The strength of families and their ability to thrive and witness as a "domestic church" require support from the wider church and from governments, particularly in the face of poverty, Pope Leo XIV said.
"We are aware that today there are real threats to the dignity of the family such as poverty, lack of employment, lack of access to health care, abuse of the most vulnerable, migration and wars," the pope told a group of Latin American church representatives Sept. 19.
The Latin American bishops' council, the Pontifical Academy for Life and the John Paul II Pontifical Theological Institute for Marriage and Family Sciences brought the representatives to Rome Sept. 17-19 for a shared Jubilee Year reflection on "the future of life and the family" in Latin America.

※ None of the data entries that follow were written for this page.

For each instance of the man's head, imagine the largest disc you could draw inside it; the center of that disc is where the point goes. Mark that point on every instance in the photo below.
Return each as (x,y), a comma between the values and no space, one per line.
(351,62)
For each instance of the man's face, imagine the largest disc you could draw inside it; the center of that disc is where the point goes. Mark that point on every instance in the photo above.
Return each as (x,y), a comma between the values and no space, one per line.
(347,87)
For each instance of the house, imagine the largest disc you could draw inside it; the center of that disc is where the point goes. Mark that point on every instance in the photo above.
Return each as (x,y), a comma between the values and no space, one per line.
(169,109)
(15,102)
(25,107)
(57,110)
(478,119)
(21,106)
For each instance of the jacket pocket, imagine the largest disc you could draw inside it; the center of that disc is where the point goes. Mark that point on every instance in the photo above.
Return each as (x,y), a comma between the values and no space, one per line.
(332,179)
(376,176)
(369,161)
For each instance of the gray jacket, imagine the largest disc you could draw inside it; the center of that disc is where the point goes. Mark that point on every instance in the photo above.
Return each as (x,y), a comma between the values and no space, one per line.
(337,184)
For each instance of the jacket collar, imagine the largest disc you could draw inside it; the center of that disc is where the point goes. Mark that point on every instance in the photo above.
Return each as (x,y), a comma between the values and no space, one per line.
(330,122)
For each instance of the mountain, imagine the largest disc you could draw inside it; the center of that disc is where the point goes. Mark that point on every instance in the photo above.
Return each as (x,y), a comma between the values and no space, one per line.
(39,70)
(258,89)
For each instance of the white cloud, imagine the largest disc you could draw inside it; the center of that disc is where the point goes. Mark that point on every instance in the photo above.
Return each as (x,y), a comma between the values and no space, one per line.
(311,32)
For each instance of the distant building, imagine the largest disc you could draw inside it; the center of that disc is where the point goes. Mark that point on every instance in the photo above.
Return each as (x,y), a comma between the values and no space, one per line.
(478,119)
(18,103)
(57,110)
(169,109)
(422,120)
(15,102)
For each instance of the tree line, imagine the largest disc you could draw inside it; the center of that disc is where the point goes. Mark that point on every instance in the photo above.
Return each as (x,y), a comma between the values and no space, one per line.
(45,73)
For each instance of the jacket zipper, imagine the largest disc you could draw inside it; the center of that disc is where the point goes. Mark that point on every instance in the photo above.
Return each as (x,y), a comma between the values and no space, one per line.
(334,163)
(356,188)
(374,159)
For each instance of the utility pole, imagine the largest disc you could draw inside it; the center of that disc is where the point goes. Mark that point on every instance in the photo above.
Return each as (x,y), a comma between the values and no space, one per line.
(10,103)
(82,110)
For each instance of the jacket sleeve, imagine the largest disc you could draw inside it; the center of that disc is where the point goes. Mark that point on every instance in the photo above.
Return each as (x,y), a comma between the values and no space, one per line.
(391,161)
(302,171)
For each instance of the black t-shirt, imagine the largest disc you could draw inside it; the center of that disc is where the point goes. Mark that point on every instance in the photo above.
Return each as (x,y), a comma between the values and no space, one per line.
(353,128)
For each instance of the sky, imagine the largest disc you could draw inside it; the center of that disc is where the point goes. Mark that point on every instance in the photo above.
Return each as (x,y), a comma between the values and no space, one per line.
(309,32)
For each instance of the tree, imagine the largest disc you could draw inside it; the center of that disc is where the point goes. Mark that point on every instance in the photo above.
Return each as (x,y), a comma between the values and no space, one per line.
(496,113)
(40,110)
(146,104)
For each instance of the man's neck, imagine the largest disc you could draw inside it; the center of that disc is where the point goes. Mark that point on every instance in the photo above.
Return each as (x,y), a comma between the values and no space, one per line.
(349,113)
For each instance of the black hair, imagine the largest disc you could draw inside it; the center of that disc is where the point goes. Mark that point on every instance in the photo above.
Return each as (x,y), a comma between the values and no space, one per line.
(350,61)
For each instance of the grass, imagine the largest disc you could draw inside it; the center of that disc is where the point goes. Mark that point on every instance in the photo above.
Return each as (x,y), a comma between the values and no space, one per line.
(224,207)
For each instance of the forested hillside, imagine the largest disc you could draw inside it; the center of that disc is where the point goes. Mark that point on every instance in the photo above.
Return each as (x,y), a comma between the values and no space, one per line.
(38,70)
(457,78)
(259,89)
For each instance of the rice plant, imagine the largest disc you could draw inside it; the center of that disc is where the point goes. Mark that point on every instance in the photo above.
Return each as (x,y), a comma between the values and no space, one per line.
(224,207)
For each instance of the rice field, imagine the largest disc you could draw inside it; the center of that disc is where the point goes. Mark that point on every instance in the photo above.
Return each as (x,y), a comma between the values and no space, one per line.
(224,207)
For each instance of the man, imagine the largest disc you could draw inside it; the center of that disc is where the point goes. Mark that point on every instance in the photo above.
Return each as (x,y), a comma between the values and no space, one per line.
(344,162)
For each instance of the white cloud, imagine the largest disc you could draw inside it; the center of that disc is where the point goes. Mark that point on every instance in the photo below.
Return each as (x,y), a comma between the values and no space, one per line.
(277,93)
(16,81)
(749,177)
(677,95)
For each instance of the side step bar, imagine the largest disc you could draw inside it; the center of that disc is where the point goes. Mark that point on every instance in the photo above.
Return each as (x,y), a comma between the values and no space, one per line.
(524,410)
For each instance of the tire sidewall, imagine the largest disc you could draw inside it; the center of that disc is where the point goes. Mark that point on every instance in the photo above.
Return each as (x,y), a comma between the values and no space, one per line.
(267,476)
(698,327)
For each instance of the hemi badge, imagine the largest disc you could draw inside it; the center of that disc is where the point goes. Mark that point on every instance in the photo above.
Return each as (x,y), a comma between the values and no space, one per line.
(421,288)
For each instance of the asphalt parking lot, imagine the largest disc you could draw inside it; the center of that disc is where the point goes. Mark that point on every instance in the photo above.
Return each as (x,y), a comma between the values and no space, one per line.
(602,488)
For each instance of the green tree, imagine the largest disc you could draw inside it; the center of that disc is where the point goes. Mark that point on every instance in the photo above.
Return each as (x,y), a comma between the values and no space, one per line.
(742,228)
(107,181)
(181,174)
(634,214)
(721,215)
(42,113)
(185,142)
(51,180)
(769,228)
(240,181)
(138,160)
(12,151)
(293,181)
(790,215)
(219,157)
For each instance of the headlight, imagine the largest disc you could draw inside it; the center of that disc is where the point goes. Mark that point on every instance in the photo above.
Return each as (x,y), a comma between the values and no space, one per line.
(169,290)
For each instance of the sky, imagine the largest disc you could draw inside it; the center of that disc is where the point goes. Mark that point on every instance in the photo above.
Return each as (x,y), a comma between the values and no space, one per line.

"Both public institutions and the church have the responsibility to seek ways to promote dialogue and strengthen the aspects of society that support family life and the education of its members," the pope told the group.
"'Jubilee,' in the Old Testament, evoked the idea of return: returning to the land, to the original condition of free people, to the origins of God's justice and mercy," he said.
For Catholics this year, the pope said, the Jubilee should be a strong push to return to God and to placing God at the center of one's life.
"The Jubilee also invites us to think about our roots," he said, and "the faith we received from our parents, the persevering prayers of our grandmothers as they fingered the beads of the rosary, their simple, humble and honest lives which, like leaven, sustained so many families and communities."
In Jesus, he said, "we find our true joy: the jubilation of knowing we are at home, in the place where we belong."
The family is "both a gift and a task," Pope Leo told the group. "It is essential to foster shared responsibility and the active role of families in social, political and cultural life, promoting their valuable contribution to the community."
The family also is called "to be a domestic church and a home where the fire of the Holy Spirit burns, spreading its warmth, bringing its gifts and experiences for the common good, and calling everyone to live in hope," the pope said.
Pope Leo entrusted his prayers to the intercession of the Holy Family, "the perfect model that God offers in response to the desperate cry for help from so many families. By imitating them, our homes will become living torches of God's light."